An author of Speculative Fiction, speculates about fiction.

Posts tagged “Steampunk

Selling books ain’t easy – How to get your books noticed at events

The perfect selling combo

Well, The Adventures of Alan Shaw is out there in the universe now. I’ve had my first couple of signings and everything seems to be going well. Lots of folks who read Greaveburn came along to both Waterstones in Doncaster and Leeds Steampunk Market to pick up their copies of the new book, which is very nice of them indeed.

What I noticed, however, is that new readers were leaning toward Greaveburn rather than Alan Shaw. Despite the logic which would suggest that the next book would be better. After all, I’ve had a lot more practice at this thing I do, so I certainly hope I’ve learnt something (Jury’s still out, though). And I think I know why.
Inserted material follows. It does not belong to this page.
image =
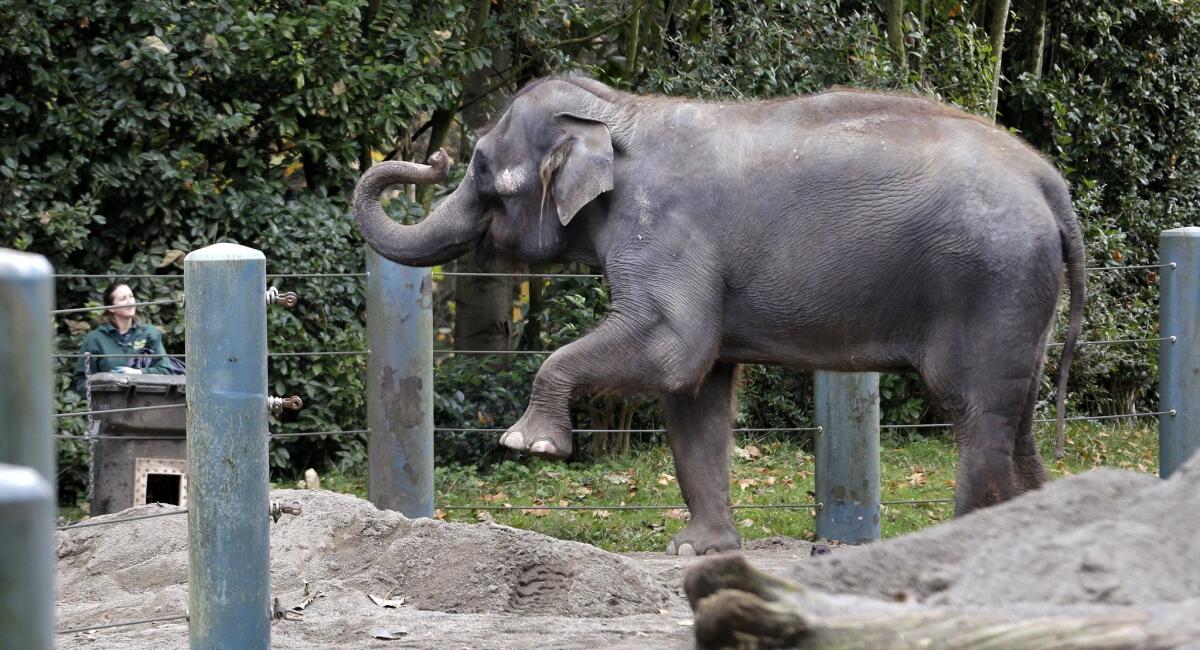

Greaveburn is shorter!

Why would you start reading a new author, not knowing if you’re going to like it, and pay a pound extra for the larger book? Of course you wouldn’t! You read the shorter, cheaper book and, if you like it, you read more. I also noticed that as the pile of Greaveburn copies went down, people picked it up more. That would suggest readers believe the sales of books to be indicative of quality. So, the sales of Greaveburn perpetuated themselves.

Awesome!

Just when I thought no one would be interested in the older novel, it kicks serious ass at Leeds Steampunk Market.

Of course, for the author, you want people to read and review your new work, so it can feel disappointing. But once Greaveburn had sold out, people headed over to the Alan Shaw pile and they disappeared, too. That pretty much proves my point about reader psychology and the books they buy.

Also, everyone wanted to know if the books were part of a series. People want to read epic stories nowadays. Everyone is looking for their next 50 Shades of Harry Potter and the Hunger Games series. For the love of God, if someone asks you if your book is part of a series, even if you’re still working on the other books and it’s just a possibility, tell them about it!

Another thing I noticed, which seems odd but is true, most people, on stepping through a door, will turn right. Don’t ask me why. They just do. Unless there is something staggeringly brilliant to their left that they just can’t pass up, they will go right. So, if you’re at a market, try to shift your stall over that side. You don’t want to be next to the door, though. People browse before they buy. Be the third or fourth stall. By then, readers/buyers will have got a feel for the room and be ready to hang around.

Another thing I’ve observed is how sellers present themselves. Over the course of any event weekend, you can observe people floating on by stalls. Why is that? There seems to be a correlation with how the stall holders were coming across. If you sit behind a phone/tablet/book, and look disinterested, why should the reader/buyer be interested in you? Also, if your stall is surrounded completely, new people won’t come over. If you’re lucky enough to have some lovely person come and have a conversation with you, then ask them politely to move over so that people can still get in. They really won’t mind. Then carry on chatting.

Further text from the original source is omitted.